Iyer took the stage looking like the cosmopolitan, Grammy-winning jazz artist that he is. Dressed in a crisp grey suit and bright orange shirt, he’s wiry, youthful (despite the fact that he’s 41), and boiling over with promise. Before beginning the ambitious, 13-song set with an ethereal prologue called “Lude” (as in pre- not quaa-), Iyer acknowledged the crowd with Ellingtonian deference: “I came to listen to you guys, and I hope to hear you out there tonight.”
The trio easily slid into “Accelerado” and the 1970’s funk cover “The Star of the Story,” from Iyer’s latest CD. These are tunes his band has been bending and twisting into varying forms for the last few years. That’s the thing about jazz: you never have to play the same song – even if it is the same song – twice. For “Star of the Story,” Iyer triggered a soft drum loop that allowed his accompanists to slither in and out of the rhythm. Stephan Crump ran tickling hands up and the neck of his bass. Marcus Gilmore unfurled double-time brush strokes that hit as clean as a blast of sea spray.

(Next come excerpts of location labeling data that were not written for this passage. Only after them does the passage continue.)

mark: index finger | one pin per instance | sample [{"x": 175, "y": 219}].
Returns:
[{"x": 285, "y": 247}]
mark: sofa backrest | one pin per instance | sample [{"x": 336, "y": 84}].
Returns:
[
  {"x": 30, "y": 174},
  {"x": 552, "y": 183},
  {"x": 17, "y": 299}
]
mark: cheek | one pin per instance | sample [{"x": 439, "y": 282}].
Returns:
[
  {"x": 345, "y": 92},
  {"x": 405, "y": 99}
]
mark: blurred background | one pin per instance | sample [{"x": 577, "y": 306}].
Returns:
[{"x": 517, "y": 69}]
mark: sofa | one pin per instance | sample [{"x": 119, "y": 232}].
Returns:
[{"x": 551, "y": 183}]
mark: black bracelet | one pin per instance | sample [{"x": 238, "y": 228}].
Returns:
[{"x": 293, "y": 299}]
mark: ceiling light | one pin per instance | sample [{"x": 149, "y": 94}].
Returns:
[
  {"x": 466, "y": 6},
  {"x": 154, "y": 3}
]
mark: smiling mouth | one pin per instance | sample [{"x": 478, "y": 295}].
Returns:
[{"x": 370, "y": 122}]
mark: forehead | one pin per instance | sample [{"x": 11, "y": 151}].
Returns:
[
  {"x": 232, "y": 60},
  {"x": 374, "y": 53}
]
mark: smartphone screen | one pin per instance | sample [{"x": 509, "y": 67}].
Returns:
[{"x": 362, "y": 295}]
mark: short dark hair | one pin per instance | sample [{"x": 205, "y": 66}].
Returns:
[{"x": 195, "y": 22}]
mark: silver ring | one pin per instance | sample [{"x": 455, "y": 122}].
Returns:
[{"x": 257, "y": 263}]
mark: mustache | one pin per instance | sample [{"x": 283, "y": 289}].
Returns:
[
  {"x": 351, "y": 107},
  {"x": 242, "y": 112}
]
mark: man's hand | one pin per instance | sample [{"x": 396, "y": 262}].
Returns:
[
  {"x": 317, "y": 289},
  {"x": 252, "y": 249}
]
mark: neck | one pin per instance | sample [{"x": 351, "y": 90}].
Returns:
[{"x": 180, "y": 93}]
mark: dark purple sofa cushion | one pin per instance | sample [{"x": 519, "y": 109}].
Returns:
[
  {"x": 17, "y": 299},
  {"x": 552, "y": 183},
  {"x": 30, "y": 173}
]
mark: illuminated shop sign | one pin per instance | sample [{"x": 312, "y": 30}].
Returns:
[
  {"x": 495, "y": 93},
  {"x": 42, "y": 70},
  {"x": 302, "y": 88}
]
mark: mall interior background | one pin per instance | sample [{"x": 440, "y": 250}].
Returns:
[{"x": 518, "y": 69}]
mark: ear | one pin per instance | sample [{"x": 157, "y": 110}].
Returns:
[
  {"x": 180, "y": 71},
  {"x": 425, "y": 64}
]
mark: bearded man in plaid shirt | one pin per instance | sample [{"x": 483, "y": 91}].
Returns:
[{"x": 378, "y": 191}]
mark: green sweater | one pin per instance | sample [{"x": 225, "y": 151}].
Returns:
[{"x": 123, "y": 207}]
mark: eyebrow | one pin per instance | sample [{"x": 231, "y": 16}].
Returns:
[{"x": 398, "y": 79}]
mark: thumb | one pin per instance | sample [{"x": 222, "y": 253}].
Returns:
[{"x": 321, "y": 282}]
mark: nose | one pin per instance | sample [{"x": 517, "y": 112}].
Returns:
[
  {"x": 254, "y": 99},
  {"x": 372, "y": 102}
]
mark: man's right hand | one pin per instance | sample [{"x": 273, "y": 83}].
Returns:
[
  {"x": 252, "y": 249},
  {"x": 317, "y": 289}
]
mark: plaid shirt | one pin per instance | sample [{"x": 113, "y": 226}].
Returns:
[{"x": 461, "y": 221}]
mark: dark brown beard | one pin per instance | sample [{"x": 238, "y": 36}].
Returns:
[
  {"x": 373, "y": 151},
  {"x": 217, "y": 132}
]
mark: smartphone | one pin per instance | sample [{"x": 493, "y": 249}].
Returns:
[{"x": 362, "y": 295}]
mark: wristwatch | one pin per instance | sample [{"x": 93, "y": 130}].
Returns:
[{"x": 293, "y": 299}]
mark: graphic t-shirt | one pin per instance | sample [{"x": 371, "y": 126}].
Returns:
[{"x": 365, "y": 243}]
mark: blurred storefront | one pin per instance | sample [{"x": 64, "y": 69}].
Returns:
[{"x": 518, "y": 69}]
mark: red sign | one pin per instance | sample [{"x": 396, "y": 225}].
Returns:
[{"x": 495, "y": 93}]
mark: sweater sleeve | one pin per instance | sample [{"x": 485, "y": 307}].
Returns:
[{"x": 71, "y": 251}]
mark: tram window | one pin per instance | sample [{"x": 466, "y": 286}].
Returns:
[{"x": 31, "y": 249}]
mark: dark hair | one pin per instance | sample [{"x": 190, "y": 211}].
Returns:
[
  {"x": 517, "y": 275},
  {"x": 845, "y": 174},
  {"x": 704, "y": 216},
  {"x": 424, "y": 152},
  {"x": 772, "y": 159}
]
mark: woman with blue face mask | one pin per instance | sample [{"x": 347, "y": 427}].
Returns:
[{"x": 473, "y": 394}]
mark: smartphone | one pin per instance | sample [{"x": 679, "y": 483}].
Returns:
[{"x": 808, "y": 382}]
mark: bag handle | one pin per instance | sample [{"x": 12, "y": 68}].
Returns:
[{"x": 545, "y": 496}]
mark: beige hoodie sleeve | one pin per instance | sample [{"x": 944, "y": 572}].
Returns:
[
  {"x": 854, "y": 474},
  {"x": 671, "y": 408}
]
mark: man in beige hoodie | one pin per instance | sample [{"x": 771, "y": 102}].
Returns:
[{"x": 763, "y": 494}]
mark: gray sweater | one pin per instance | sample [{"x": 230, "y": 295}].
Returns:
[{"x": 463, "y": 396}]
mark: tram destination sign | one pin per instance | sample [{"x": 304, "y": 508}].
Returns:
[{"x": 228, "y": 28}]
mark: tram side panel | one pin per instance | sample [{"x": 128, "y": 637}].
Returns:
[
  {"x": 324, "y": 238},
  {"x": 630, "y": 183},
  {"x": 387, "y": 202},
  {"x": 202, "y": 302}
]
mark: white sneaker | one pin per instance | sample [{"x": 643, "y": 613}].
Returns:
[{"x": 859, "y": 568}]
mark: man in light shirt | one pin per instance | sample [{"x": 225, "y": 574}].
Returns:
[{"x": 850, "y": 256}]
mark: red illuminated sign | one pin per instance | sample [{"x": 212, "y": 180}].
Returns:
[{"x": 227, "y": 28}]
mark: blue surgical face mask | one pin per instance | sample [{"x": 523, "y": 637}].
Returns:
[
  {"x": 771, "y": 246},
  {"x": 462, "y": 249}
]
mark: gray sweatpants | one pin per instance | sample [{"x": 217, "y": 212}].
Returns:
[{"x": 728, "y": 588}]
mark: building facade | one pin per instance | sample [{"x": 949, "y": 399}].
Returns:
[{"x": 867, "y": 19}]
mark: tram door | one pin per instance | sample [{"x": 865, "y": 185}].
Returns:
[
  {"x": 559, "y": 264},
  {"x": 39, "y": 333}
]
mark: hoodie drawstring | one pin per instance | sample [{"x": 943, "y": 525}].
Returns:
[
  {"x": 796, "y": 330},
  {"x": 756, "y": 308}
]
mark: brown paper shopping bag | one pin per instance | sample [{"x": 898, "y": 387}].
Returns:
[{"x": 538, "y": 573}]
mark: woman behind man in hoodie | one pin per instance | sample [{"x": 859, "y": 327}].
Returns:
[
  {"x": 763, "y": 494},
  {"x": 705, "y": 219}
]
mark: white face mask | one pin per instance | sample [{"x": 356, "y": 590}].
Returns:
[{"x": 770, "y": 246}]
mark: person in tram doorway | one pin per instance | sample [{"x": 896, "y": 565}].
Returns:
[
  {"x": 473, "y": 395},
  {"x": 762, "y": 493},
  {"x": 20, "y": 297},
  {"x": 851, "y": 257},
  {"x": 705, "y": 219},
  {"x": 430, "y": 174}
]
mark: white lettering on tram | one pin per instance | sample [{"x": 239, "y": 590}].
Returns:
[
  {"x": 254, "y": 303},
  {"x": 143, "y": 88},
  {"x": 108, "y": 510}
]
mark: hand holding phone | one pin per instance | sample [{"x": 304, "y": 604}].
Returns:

Deep in concentration like a Los Alamos scientist, Iyer constantly pushed ballroom-like flourishes against the frisky rhythm section. For the anti-ballad “Up on This,” Crump coaxed from his bass the kind of striking, spectral sob that makes audiences want to erupt in applause. No one did, not wanting to destroy the moment. Each of the players took solos, but they didn’t get lost in “improvland,” instead conserving their energy for short bursts.
“Phase Two” began with the appearance of Iyer’s chosen legend for the evening, another New Yorker (not that it matters, right?). Alto saxophonist Steve Coleman, who came up in the late ‘70s and early ‘80s towards the end of New York’s Loft Jazz Scene, looked like he just stepped off the Brooklyn G Line in a t-shirt, khaki jacket, and his trademark backwards baseball cap. Using his particulate sax bleats like a punctuation marks, he bit into Iyer’s “Morphology” and “Habeus Corpus” testing and teasing their creeping melodies. “Passage” was a floating duet between Iyer on a Fender Rhodes electric piano and Graham Hayes on a ghostly, Bitches Brew-inflected flugelhorn.
“Hood,” dedicated to the late Detroit deejay Robert Hood, was the evening’s showstopper. An extended motorik jam drawn out on a one and two-chord progression set by Iyer, it had an insistent and hypnotic repetition. The group – now expanded to a sextet with the addition of Hayes and Herculean-lunged tenor saxophonist Mark Shim – mimicked the electron-pulse of Detroit House while weaving in sound bytes of abstraction. Where else will you hear Sun Ra’s orchestra mating with German industrial band Kraftwerk in Parliament-Funkadelic’s living room? That’s the thing about Iyer: Throughout the whole evening, he never once uttered the word jazz. Welcome to the future.